I miss the second chances that never came. It's easier to miss what you never had.
I always think about Geoff. I don't know what my problem was...I was starving for love and attention, and didn't know how to control my feelings...he was, also, but more inward than extrovert; I was extrovert, and pushed him away. He hasn't wanted to even think about me since, so I've been told my his sister.
Memories kill.
I miss my sister and my niece. More so my sister, who was my best friend, more like a mom than my mom has been in some ways.
Speaking of mom, my mom has been verbally abuse lately, it started for no reason. She probably had a bad day at work, took it out on me, then found out I left the hose on overnight, flipped out, the next day I accidentally lit the stove on fire...she keeps getting worse and worse.

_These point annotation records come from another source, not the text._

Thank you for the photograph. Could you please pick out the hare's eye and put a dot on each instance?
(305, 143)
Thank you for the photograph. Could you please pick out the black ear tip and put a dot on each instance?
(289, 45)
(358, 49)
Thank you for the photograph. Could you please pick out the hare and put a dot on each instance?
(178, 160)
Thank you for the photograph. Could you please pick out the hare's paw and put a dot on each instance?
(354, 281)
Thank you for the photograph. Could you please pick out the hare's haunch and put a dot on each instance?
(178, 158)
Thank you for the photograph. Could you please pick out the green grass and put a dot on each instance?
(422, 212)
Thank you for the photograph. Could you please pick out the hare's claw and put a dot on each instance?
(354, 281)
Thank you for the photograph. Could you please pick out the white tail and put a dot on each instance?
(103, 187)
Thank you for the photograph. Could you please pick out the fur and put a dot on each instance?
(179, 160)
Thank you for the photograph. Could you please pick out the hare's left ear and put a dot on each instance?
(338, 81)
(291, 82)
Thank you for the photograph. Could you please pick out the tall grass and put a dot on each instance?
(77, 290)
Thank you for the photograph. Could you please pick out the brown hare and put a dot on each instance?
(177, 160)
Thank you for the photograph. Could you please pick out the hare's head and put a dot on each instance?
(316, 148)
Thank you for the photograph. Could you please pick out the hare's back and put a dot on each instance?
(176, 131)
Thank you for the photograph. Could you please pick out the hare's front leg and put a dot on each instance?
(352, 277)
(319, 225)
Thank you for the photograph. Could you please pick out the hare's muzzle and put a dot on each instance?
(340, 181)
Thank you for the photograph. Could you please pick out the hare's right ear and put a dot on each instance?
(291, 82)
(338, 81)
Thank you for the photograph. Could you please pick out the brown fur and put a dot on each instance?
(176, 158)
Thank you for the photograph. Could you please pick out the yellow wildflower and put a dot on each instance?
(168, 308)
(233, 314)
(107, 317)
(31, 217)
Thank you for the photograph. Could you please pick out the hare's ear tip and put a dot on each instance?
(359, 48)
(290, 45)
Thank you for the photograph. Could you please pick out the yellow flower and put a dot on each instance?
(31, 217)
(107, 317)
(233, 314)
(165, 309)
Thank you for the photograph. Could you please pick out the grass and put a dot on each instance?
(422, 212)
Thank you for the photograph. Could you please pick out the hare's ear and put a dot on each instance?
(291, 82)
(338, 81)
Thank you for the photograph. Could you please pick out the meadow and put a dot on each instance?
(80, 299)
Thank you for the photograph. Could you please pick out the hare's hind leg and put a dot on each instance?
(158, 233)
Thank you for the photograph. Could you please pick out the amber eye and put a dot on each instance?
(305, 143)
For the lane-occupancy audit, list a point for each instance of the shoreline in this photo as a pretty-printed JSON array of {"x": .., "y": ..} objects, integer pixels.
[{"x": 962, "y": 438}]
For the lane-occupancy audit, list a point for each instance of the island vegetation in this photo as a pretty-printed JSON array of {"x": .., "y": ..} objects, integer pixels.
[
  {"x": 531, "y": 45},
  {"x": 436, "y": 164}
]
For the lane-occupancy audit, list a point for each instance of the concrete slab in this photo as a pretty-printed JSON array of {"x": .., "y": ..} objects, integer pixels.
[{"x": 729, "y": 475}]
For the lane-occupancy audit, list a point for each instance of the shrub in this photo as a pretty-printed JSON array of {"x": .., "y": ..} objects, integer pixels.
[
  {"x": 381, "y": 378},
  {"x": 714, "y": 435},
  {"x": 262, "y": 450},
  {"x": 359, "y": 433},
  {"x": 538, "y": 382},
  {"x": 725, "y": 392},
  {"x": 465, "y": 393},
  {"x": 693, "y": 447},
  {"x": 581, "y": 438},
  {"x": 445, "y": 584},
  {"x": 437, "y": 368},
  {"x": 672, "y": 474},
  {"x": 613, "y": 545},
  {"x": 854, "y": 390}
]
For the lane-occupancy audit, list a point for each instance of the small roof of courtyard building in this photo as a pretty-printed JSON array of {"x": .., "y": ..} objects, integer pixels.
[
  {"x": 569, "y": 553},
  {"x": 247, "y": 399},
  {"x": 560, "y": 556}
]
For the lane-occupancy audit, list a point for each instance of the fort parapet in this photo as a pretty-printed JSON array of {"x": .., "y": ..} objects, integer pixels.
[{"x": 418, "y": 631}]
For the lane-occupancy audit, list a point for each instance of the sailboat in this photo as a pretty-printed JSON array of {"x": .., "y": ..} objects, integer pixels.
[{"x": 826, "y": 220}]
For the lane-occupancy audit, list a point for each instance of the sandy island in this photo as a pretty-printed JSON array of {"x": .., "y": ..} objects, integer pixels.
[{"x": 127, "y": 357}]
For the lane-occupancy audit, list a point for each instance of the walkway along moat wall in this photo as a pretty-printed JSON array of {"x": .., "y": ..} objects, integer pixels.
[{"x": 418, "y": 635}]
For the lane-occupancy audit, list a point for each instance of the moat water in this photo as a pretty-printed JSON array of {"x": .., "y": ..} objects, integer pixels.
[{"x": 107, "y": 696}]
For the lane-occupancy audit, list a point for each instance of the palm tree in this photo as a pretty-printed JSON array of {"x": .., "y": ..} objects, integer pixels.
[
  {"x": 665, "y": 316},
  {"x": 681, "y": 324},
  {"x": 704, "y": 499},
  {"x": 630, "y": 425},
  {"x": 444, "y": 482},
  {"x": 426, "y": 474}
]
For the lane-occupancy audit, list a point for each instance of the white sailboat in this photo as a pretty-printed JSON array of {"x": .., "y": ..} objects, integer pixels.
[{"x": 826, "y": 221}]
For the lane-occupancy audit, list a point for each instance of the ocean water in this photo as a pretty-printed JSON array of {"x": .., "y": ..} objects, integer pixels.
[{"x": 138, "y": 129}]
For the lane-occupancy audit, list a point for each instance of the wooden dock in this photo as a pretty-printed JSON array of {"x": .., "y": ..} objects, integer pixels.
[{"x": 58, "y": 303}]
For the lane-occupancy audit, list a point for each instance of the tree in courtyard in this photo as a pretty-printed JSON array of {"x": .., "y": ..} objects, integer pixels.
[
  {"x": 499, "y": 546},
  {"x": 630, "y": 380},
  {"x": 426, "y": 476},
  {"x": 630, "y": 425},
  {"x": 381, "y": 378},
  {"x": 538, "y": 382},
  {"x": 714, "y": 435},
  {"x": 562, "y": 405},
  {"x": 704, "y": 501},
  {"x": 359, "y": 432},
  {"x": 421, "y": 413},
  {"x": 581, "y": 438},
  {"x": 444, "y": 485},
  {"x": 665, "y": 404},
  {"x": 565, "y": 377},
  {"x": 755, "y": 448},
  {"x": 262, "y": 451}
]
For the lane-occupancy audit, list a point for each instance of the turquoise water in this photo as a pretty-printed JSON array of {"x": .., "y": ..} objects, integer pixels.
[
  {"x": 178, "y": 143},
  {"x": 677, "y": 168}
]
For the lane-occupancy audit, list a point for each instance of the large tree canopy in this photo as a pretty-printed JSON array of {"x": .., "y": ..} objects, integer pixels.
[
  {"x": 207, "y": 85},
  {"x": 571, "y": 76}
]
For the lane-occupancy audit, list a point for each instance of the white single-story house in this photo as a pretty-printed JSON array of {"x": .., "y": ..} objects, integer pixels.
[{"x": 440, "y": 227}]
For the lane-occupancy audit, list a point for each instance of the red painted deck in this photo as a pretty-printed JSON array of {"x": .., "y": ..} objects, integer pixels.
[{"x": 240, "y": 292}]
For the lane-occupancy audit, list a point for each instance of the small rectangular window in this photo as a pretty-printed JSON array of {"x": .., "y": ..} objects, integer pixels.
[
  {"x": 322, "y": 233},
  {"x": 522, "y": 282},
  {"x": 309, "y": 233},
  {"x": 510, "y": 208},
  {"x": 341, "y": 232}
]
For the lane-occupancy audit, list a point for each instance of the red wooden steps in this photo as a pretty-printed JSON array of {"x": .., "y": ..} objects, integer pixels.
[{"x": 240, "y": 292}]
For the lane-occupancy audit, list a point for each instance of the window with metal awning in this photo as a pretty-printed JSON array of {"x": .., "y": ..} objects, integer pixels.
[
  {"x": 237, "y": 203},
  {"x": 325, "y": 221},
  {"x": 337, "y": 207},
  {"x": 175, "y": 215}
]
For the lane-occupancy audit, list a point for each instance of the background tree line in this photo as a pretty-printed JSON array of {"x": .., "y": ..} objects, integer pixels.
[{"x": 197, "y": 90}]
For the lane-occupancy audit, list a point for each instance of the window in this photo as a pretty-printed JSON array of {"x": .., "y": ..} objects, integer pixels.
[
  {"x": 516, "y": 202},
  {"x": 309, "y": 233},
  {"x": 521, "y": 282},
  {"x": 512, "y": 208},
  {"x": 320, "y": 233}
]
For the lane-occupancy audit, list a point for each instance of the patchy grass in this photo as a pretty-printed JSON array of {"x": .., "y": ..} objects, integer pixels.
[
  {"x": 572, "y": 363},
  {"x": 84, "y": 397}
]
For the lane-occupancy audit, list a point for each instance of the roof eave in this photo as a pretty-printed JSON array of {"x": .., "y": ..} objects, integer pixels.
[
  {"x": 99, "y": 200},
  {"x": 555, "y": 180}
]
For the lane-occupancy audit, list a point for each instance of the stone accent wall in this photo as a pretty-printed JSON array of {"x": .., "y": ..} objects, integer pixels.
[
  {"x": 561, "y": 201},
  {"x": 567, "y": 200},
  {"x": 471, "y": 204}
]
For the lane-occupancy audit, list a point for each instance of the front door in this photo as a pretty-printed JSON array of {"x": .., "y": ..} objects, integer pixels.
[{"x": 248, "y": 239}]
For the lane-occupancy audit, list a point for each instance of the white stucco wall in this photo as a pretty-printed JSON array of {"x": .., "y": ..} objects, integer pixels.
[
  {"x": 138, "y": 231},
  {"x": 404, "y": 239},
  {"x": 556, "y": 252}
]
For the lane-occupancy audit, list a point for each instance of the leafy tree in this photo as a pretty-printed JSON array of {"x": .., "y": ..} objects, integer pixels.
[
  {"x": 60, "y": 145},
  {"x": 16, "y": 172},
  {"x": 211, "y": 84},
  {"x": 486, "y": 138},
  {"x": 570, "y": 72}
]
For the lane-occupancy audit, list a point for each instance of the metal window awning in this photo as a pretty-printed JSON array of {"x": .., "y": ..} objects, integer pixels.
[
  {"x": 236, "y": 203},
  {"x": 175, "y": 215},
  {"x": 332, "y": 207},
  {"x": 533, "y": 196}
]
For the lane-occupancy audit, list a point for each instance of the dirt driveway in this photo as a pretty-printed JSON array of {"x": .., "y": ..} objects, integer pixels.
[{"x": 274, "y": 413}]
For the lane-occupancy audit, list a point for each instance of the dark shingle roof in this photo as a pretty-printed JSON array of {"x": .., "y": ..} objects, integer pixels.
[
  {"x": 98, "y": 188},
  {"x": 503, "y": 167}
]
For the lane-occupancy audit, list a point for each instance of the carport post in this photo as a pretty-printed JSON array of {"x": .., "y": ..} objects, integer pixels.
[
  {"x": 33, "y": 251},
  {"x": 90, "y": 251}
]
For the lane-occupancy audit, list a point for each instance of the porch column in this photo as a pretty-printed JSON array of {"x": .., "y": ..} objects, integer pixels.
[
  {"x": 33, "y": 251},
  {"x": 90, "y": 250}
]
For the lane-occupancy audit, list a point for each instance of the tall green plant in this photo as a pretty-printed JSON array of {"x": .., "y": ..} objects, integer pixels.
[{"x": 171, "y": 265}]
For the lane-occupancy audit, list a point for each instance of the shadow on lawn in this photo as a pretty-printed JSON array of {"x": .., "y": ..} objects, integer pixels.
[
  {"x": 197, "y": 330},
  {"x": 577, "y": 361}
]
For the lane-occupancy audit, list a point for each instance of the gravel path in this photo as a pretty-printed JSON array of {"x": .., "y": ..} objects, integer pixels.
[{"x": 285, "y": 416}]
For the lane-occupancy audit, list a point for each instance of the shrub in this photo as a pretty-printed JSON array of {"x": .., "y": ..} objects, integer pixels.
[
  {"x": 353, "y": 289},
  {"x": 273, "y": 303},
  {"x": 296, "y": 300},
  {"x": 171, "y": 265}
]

I can't move out fast enough. I hope that apartment voucher comes soon.
I found out that my friend Mike is going to Iraq, after all. Due to, 'technicalities" probably something in the paper he signed when he joined the army. I hope he doesn't die.
Brandon is thinking about getting an apartment with me. Another Will and Grace thing...
I'm wishing I had a car more and more. I'd be up in Erie hanging at the mall with RJ if I did. Hopefully I will soon.
Hopefully I'll get a job soon. I have a feeling it's going to take awhile for me to find a decent job (meaning something a tiny bit enjoyable, like customer service, and not fast food.)